In 2002, you would have been hard pressed to find a more patriotic American than me.  I was a newlywed, the wife of a Special Forces soldier who was fighting the War on Terror on the front lines, and I was a huge advocate for our presence in Iraq.  The partisan political buzz didn’t dissuade my opinions (and in hindsight, I don’t believe I was wrong) about aggressively battling terrorists on their home turfs.

But, aggressive isn’t really the word I’d use to describe what we did.  The world watched, literally, in real-time as our military did their jobs the best they could do with one hand tied behind their backs.  Embedded reporters fed armchair quarterbacks their hourly dose of information, ready for the criticism to spew forth from 24-hour news reports, talk radio stations, and the blogosphere.  The administration did their best to keep the criticism to a low roar, and kept the hands of the military tied.

In 2004, I worked and fought and scraped to help get President Bush re-elected.  Living in Tallahassee, Florida, I knew first hand that every single vote counted (unless you were military with absentee ballots, then, strangely, your votes didn’t get counted — but that’s another story for another time). I thought, honestly, that he was holding back because he needed to get re-elected.  Once re-elected, he didn’t have to campaign anymore and could loose those hands that he’d tied.  He won the election, his new term started and then…

…nothing.  Nothing changed.  We kept tip-toeing around, appeasing evil, afraid to do something wrong and therefore doing nothing right.

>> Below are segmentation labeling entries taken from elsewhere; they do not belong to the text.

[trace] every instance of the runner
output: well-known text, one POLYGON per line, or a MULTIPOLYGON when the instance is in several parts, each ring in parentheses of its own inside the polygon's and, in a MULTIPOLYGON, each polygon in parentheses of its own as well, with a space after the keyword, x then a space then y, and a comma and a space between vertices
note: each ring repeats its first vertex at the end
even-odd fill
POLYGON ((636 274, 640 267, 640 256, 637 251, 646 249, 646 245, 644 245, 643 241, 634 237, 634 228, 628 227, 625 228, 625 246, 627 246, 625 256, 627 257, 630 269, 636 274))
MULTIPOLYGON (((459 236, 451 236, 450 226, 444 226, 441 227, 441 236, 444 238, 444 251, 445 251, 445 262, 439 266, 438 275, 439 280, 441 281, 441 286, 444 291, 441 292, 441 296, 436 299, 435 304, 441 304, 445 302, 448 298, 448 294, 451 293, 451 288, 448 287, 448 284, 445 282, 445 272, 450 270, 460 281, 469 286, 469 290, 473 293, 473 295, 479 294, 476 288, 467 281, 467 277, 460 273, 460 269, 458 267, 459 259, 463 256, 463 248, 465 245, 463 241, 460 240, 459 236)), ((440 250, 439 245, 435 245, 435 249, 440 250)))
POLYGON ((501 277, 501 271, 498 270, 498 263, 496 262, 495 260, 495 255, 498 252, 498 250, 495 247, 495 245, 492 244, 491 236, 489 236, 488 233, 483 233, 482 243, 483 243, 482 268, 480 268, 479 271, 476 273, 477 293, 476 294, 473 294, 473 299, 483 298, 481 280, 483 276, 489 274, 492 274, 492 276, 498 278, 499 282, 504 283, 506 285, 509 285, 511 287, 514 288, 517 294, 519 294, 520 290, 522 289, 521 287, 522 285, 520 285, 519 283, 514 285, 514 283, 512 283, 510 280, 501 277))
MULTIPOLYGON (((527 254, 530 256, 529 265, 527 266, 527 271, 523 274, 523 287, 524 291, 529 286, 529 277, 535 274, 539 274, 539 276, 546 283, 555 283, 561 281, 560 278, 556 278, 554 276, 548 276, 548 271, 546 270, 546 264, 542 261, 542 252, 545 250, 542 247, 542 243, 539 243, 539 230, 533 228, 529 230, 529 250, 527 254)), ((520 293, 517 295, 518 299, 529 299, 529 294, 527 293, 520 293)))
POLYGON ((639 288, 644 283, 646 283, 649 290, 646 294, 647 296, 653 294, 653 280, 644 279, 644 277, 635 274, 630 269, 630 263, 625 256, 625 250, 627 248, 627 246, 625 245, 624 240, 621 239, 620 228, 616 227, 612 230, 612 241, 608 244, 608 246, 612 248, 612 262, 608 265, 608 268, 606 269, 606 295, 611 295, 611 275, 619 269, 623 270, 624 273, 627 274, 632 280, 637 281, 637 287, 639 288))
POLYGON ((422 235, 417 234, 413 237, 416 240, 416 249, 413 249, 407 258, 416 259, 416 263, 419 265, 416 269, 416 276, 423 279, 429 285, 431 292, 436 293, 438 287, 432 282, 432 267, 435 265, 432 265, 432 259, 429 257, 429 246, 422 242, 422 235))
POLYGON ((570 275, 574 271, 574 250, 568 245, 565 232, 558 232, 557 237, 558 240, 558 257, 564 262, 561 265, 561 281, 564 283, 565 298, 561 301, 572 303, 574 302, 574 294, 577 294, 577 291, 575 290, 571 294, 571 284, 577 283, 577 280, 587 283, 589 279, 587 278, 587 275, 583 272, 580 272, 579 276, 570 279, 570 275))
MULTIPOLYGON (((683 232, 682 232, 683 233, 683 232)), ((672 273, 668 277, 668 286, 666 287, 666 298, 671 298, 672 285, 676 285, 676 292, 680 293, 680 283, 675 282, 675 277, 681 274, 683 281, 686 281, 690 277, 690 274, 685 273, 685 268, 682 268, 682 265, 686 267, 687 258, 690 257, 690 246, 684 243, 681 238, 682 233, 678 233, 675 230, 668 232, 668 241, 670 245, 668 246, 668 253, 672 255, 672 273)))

Here we are – TEN YEARS TWO MONTHS  after the terrorist attacks on 9-11 and we’re still there.  Our military men and women could not be finer – and if they could do their jobs the best way they could, without worrying about press or armchair quarterbacks or bloggers or 24-hour news channels, then we could have gone in there and been done with it.  We could have made terrorists quit plotting against us for fear of retaliation.

But the simple truth is that it is impossible to win a war when you aren’t even allowed to hurt anyone’s feelings.

Iraq, Afghanistan, and the Horn of Africa have become great big money pits, sucking military away from their families, claiming lives.  I don’t necessarily believe that we accomplished our initial objective.  But I don’t necessarily believe that we should continue to just take up residence in any of those countries, either.

The fact is our leadership – at the very top and from the very first all the way until now – screwed up.  And it is the soldiers who paid for their cowardice and greed in the face of judgement and criticism.

Carl von Clausewitz, a soldier in the Prussian Army in the late 18th and early 19th centuries, and author of the book On War, correctly informed us that war is not an independant event, but rather that it is politics by another means.  So the question is, are we executing politics by means of abhorrent warfare?  Or rather are we merely practicing loathsome politics while at war?